La Società Italiana di Nutrizione Umana (SINU) ha recentemente presentato una versione aggiornata della piramide della dieta mediterranea, frutto del lavoro di un gruppo di esperti che ha voluto rispondere alle nuove evidenze scientifiche e alle crescenti preoccupazioni ambientali. Questa revisione rappresenta un'evoluzione significativa rispetto ai modelli precedenti, integrando principi di sostenibilità e salute planetaria senza perdere di vista le tradizioni culturali del Mediterraneo.
I principi fondamentali sono:
- Alimenti da consumare quotidianamente: viene posta grande enfasi sull'olio extravergine d'oliva (il grasso principale), frutta, verdura di stagione, cereali integrali e legumi.
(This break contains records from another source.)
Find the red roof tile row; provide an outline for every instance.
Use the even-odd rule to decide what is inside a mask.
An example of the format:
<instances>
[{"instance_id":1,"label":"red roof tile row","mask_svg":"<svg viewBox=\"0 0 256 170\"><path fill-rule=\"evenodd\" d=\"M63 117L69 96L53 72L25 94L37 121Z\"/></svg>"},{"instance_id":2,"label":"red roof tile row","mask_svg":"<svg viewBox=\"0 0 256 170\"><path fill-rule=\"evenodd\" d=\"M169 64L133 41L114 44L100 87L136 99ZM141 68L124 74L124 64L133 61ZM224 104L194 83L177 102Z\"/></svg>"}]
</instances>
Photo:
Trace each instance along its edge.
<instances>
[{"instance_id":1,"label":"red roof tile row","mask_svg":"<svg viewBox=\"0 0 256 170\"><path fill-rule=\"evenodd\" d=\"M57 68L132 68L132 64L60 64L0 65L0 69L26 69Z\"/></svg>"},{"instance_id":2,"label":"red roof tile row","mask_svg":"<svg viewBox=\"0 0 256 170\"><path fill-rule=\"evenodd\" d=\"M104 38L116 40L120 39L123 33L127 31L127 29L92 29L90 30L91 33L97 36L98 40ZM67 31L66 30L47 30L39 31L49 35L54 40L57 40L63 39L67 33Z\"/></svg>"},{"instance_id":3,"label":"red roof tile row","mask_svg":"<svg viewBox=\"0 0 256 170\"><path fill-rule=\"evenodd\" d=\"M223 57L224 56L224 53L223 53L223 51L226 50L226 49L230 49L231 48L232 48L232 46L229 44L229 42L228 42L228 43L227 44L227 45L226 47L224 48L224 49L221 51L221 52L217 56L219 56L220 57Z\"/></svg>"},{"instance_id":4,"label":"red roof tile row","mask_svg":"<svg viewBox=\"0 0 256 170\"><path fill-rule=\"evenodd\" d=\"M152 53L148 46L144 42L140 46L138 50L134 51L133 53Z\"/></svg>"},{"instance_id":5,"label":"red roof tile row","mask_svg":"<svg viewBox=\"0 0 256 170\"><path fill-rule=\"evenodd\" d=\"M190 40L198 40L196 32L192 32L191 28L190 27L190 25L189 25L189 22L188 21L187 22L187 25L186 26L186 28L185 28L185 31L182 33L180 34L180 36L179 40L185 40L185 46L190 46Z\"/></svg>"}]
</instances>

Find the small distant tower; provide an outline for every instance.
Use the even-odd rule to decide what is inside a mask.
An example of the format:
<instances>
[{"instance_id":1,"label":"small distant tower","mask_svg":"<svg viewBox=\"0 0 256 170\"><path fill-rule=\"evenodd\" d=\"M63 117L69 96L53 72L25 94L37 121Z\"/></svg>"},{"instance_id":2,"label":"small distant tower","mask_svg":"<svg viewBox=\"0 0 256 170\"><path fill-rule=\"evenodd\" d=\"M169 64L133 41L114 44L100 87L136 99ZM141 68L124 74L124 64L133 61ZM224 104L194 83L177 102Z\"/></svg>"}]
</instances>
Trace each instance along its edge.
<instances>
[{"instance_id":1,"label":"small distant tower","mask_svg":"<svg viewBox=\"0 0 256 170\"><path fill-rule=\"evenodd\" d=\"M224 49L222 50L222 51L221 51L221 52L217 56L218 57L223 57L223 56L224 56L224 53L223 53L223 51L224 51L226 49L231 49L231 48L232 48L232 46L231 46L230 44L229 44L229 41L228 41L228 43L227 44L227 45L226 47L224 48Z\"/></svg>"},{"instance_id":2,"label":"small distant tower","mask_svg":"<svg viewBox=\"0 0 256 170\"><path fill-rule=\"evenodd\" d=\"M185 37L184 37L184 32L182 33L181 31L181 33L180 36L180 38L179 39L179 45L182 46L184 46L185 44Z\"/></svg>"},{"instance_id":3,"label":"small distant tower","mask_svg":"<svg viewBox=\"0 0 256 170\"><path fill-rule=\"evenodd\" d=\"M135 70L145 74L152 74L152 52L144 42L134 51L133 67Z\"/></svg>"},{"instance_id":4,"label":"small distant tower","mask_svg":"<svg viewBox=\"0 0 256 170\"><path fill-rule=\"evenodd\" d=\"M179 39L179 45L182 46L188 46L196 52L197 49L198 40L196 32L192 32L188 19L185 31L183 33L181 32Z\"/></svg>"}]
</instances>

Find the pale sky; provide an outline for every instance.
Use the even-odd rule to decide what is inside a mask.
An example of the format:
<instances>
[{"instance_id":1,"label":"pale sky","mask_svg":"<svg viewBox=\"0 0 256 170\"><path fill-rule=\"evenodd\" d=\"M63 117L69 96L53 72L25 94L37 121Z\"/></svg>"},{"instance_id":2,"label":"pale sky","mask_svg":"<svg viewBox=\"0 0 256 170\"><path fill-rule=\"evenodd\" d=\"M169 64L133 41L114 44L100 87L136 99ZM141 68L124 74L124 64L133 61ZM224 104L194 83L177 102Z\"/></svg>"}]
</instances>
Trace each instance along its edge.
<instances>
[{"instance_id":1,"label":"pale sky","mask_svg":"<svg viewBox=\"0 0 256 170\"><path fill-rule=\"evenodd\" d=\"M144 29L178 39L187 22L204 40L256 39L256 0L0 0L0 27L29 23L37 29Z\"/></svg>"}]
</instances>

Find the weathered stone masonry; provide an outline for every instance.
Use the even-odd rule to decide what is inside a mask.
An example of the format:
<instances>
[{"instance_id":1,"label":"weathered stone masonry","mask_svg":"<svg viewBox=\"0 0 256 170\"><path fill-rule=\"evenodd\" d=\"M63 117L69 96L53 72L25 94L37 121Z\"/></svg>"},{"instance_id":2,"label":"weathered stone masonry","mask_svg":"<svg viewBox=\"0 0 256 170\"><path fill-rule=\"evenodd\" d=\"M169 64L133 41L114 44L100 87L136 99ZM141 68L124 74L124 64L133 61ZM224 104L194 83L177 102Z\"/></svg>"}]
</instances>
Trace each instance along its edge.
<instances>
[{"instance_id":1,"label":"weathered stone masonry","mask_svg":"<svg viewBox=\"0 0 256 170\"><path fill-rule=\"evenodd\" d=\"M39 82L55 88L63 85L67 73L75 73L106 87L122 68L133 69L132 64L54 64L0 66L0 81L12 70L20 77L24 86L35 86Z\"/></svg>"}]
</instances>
L'olio extravergine di oliva assume una posizione centrale e privilegiata rispetto alle versioni precedenti della piramide, sottolineando la superiorità qualitativa dell'olio extravergine rispetto agli oli di oliva di categoria inferiore, evidenziando il suo contenuto significativamente maggiore di sostanze antiossidanti e antinfiammatorie. L'enfasi sui cereali integrali rispetto a quelli raffinati si basa sulle evidenze riguardo al loro contenuto di fibre, vitamine e composti bioattivi, oltre ai loro effetti metabolici benefici, in particolare sulla risposta glicemica post-prandiale. Il consiglio di combinare cereali con verdure e legumi rispecchia le antiche tradizioni culinarie mediterranee e le evidenze scientifiche sui benefici nutrizionali e metabolici di queste associazioni.
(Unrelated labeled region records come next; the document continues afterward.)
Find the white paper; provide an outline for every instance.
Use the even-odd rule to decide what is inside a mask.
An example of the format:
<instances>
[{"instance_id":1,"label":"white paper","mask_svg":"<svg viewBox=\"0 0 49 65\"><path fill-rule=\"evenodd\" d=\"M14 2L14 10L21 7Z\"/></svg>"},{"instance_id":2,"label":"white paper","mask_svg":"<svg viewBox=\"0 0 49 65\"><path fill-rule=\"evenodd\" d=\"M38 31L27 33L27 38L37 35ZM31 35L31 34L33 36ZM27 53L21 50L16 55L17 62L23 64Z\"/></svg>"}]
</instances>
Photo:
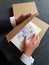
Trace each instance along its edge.
<instances>
[{"instance_id":1,"label":"white paper","mask_svg":"<svg viewBox=\"0 0 49 65\"><path fill-rule=\"evenodd\" d=\"M32 38L34 34L38 35L41 29L36 26L32 21L30 21L18 34L16 34L11 42L20 50L22 50L24 37L28 36L28 40Z\"/></svg>"}]
</instances>

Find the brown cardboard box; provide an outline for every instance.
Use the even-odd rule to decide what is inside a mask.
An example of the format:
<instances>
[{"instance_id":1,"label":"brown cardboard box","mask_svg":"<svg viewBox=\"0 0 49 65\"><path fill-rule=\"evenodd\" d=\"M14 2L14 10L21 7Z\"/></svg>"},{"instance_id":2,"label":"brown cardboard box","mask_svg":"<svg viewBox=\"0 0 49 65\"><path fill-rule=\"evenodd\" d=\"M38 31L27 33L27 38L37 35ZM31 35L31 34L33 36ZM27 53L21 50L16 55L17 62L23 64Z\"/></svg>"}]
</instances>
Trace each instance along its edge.
<instances>
[{"instance_id":1,"label":"brown cardboard box","mask_svg":"<svg viewBox=\"0 0 49 65\"><path fill-rule=\"evenodd\" d=\"M17 19L19 16L31 13L32 15L36 14L39 15L35 2L26 2L26 3L19 3L13 4L13 14Z\"/></svg>"},{"instance_id":2,"label":"brown cardboard box","mask_svg":"<svg viewBox=\"0 0 49 65\"><path fill-rule=\"evenodd\" d=\"M27 20L25 20L23 23L16 26L9 34L6 35L8 42L10 42L10 40L30 21L32 21L34 24L36 24L38 27L41 28L41 32L39 34L40 40L41 40L44 34L46 33L49 25L45 23L44 21L40 20L39 18L31 16Z\"/></svg>"}]
</instances>

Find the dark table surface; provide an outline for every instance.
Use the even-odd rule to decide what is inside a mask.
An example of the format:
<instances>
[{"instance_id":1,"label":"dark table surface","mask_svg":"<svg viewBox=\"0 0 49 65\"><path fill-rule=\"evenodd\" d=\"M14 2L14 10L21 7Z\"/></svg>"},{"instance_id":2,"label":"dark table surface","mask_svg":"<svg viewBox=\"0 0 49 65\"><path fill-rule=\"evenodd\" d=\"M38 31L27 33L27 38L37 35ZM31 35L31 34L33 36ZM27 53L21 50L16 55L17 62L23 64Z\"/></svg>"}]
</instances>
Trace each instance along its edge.
<instances>
[{"instance_id":1,"label":"dark table surface","mask_svg":"<svg viewBox=\"0 0 49 65\"><path fill-rule=\"evenodd\" d=\"M9 18L12 14L12 4L29 2L33 0L0 0L0 19ZM36 2L39 18L49 24L49 0L34 0ZM0 40L7 34L8 31L0 34ZM45 33L39 48L34 52L34 65L49 65L49 29Z\"/></svg>"}]
</instances>

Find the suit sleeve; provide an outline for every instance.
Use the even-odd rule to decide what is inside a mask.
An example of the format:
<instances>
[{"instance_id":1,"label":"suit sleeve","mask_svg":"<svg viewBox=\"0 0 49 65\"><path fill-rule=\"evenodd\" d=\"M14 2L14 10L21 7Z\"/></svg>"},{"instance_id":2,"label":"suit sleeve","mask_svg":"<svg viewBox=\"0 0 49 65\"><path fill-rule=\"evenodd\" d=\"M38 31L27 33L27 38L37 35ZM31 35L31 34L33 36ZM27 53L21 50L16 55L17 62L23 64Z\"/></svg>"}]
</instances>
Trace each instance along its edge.
<instances>
[{"instance_id":1,"label":"suit sleeve","mask_svg":"<svg viewBox=\"0 0 49 65\"><path fill-rule=\"evenodd\" d=\"M0 33L11 29L12 29L12 25L10 23L10 19L0 19Z\"/></svg>"}]
</instances>

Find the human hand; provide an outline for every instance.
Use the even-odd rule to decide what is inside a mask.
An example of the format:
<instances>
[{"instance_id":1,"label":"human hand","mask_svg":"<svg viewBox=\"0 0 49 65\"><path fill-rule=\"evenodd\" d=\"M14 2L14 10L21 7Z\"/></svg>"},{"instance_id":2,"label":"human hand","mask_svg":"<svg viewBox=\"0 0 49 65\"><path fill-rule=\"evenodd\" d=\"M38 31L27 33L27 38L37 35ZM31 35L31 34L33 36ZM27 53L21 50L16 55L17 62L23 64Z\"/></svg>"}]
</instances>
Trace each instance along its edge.
<instances>
[{"instance_id":1,"label":"human hand","mask_svg":"<svg viewBox=\"0 0 49 65\"><path fill-rule=\"evenodd\" d=\"M39 46L40 40L38 35L34 35L30 41L28 41L28 37L25 37L24 40L24 54L28 57L32 55L34 50Z\"/></svg>"},{"instance_id":2,"label":"human hand","mask_svg":"<svg viewBox=\"0 0 49 65\"><path fill-rule=\"evenodd\" d=\"M25 14L25 15L21 15L20 17L18 17L18 19L16 19L16 23L19 24L21 22L23 22L24 20L26 20L28 17L30 17L31 14Z\"/></svg>"}]
</instances>

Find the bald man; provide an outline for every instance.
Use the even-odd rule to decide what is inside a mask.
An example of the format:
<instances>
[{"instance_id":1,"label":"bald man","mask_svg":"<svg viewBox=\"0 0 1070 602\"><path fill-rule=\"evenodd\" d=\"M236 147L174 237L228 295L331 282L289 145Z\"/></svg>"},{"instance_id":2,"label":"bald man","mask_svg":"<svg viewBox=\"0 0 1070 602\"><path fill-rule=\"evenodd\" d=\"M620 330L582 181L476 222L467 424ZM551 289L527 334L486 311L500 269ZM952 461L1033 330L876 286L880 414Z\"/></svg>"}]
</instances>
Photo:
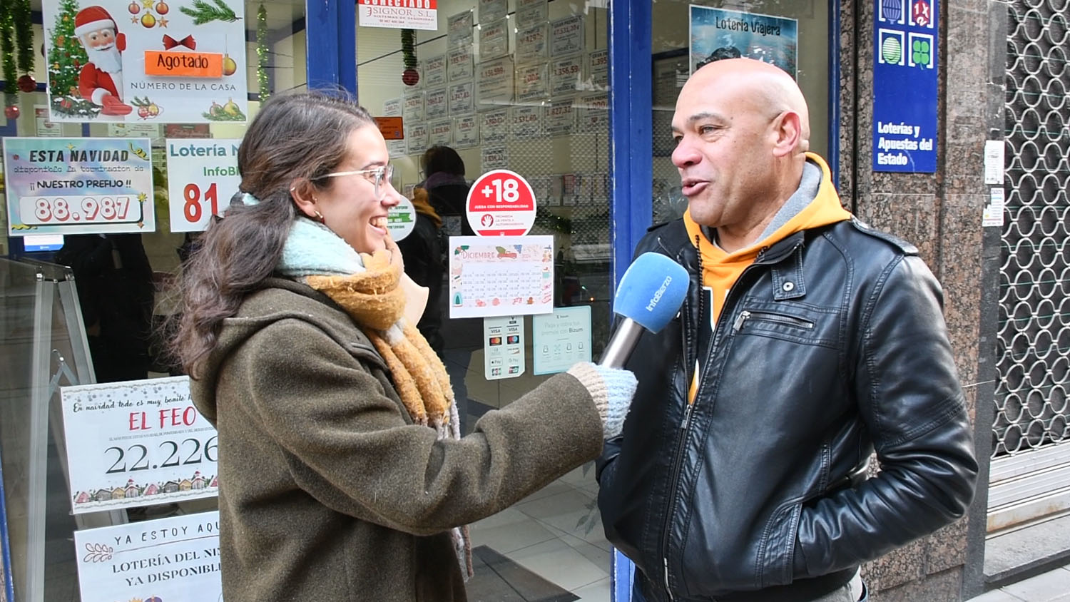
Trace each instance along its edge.
<instances>
[{"instance_id":1,"label":"bald man","mask_svg":"<svg viewBox=\"0 0 1070 602\"><path fill-rule=\"evenodd\" d=\"M861 562L974 495L939 284L842 207L786 73L709 63L672 125L688 211L636 252L691 284L631 355L639 390L598 465L607 538L639 569L633 601L862 600Z\"/></svg>"}]
</instances>

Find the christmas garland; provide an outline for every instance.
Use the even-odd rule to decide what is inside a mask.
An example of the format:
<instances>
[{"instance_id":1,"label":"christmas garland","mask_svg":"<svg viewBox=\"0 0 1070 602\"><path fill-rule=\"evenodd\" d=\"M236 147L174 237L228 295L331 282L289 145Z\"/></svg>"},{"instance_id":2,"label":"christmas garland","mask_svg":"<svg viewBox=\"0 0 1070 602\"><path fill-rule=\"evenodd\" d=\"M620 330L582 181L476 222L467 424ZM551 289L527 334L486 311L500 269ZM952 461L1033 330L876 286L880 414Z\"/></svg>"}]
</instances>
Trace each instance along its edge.
<instances>
[{"instance_id":1,"label":"christmas garland","mask_svg":"<svg viewBox=\"0 0 1070 602\"><path fill-rule=\"evenodd\" d=\"M30 0L15 0L15 33L18 38L18 71L33 73L33 26Z\"/></svg>"},{"instance_id":2,"label":"christmas garland","mask_svg":"<svg viewBox=\"0 0 1070 602\"><path fill-rule=\"evenodd\" d=\"M263 4L257 10L257 83L263 103L271 95L268 88L268 10Z\"/></svg>"}]
</instances>

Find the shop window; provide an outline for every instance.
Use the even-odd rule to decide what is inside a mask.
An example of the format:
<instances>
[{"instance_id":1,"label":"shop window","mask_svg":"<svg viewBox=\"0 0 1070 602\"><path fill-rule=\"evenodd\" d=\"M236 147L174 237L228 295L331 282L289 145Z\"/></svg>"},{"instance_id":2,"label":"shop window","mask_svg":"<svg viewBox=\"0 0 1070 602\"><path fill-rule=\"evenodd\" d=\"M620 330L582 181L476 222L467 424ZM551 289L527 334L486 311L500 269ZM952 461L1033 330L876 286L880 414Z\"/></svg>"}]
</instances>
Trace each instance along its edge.
<instances>
[{"instance_id":1,"label":"shop window","mask_svg":"<svg viewBox=\"0 0 1070 602\"><path fill-rule=\"evenodd\" d=\"M594 359L609 339L612 300L607 13L591 3L444 0L438 29L410 30L411 43L402 30L362 27L360 14L356 35L361 104L373 115L402 119L403 138L387 142L398 189L410 198L417 187L430 189L447 251L448 235L471 233L468 184L492 169L526 179L538 207L530 234L553 236L553 305L590 308L579 319L590 315L583 344ZM462 177L427 172L423 157L435 145L456 151ZM438 264L435 278L445 282L447 259ZM522 317L522 373L493 373L484 320L449 319L448 291L444 284L437 299L442 356L470 430L484 412L548 377L536 373L546 365L536 355L554 349L539 319ZM572 357L568 344L560 357Z\"/></svg>"},{"instance_id":2,"label":"shop window","mask_svg":"<svg viewBox=\"0 0 1070 602\"><path fill-rule=\"evenodd\" d=\"M672 114L688 76L709 61L750 57L795 76L810 107L810 150L828 158L828 2L659 2L653 18L654 222L679 217L687 199L672 165ZM834 99L835 101L835 99Z\"/></svg>"}]
</instances>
- Alimenti da consumare con moderazione: pesce, uova, carni bianche e latticini freschi. Le linee guida italiane attuali evidenziano che i formaggi rappresentano una fonte importante di sale e grassi saturi nella dieta media italiana, raccomandando il consumo regolare di latte parzialmente scremato e yogurt, posizionati alla base della piramide per il consumo quotidiano, mentre i formaggi sono stati collocati nella sezione centrale per un consumo settimanale meno frequente, con preferenza per quelli freschi rispetto a quelli stagionati e molto salati.
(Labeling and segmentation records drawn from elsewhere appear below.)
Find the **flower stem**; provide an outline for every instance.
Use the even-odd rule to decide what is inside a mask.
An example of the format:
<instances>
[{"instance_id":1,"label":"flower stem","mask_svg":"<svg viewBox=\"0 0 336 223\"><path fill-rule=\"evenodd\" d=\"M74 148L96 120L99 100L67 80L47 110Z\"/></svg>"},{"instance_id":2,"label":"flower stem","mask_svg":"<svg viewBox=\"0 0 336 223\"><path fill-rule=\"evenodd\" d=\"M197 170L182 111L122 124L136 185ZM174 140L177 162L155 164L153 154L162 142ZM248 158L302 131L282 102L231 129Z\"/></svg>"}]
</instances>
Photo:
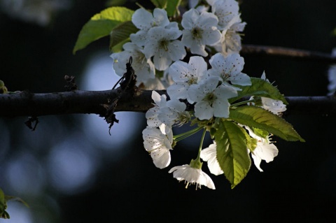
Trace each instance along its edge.
<instances>
[{"instance_id":1,"label":"flower stem","mask_svg":"<svg viewBox=\"0 0 336 223\"><path fill-rule=\"evenodd\" d=\"M244 105L244 104L246 104L246 103L248 103L249 102L254 102L254 100L253 99L251 99L251 100L247 100L247 101L240 101L240 102L237 102L237 103L232 103L231 105L231 106L232 107L237 107L237 106L239 106L240 105Z\"/></svg>"},{"instance_id":2,"label":"flower stem","mask_svg":"<svg viewBox=\"0 0 336 223\"><path fill-rule=\"evenodd\" d=\"M198 127L197 128L192 129L191 129L188 131L184 132L184 133L181 134L179 135L174 136L174 137L173 137L174 141L177 143L179 141L185 139L186 138L188 138L188 137L190 136L191 135L195 134L195 133L197 133L197 131L199 131L202 129L203 129L203 127Z\"/></svg>"},{"instance_id":3,"label":"flower stem","mask_svg":"<svg viewBox=\"0 0 336 223\"><path fill-rule=\"evenodd\" d=\"M202 138L201 138L201 143L200 143L200 148L198 149L198 155L197 159L199 161L201 160L201 150L202 148L203 147L203 141L204 141L204 137L205 137L205 133L206 132L206 129L204 128L203 130L203 134L202 134Z\"/></svg>"}]
</instances>

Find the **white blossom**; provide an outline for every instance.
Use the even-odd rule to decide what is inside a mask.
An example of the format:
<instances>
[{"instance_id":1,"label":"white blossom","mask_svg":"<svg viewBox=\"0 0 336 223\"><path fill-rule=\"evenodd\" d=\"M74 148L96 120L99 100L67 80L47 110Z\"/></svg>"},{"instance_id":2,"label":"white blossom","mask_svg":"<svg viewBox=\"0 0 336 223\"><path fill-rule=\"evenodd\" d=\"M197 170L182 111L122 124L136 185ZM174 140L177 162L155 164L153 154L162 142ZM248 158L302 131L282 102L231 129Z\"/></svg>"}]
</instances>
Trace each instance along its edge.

- Un altro cambiamento significativo riguarda le patate, spostate dalla base della piramide alla sezione intermedia, passando da un consumo quotidiano a uno settimanale. Questa modifica è stata motivata sia dai comportamenti dei consumatori che da ragioni nutrizionali. Le patate sono sempre più utilizzate come contorno, spesso sostituendo le verdure, piuttosto che come fonte principale di carboidrati del pasto.
- Riduzione degli eccessi: La regola per sale, zucheri aggiunti e alcol è "il meno possibile". Un'interpretazione moderna della dieta mediterranea salutare deve considerare attentamente l'eccesso di zucchero, sale e alcol, tre fattori spesso trascurati ma largamente responsabili dell'insorgenza delle principali malattie croniche non trasmissibili. Per quanto riguarda l'alcol, nonostante sia una caratteristica tipica del modello alimentare mediterraneo, si ritiene che il consumo di alcol non possa essere raccomandato come pratica abituale, considerando che qualsiasi possibile beneficio in termine di malattie cardiache è superato dagli effetti negativi sul rischio di cancro
Un esempio di menù giornaliero ispirato alla piramide alimentare moderna e alla dieta mediterranea può essere rappresentato da:
- colazione a base di yogurt bianco naturale, fiocchi d'avena integrali, un frutto ed una manciata di pranzo con una porzione di verdura abbinata a pasta integrale con ceci e verdure ed un cucchiaio di olio extravergine d’oliva
- cena con un filetto di pesce al forno con verdure grigliate e del pane integrale insieme ad un cucchiaio di olio extravergine d’oliva
Un'evoluzione recente della dieta include la gestione dei ritmi circadiani: si consiglia di concentrare il carico calorico nelle ore di luce, allineando l'assunzione di cibo ai ritmi biologici per migliorare il metabolismo. Durante le ore del mattino e della prima parte del giorno il corpo è generalmente più efficiente nell'utilizzare l'energia proveniente dagli alimenti, mentre nelle ore serali e notturne il metebolismo tende a rallentare. Oltre al cibo, si promuovono idratazione, biodiversità, lotta allo spreco alimentare, convivialità, sonno ristoratore ed esercizio fisico.
La sostenibilità di una dieta, secondo i documenti FAO/WHO, include non solo la sua salubrità per l'uomo, ma anche il suo impatto sull'ambiente e sul clima, la sua compatibilità con le tradizioni locali e, non ultimo, la sua accessibilità economica e sociale per tutti.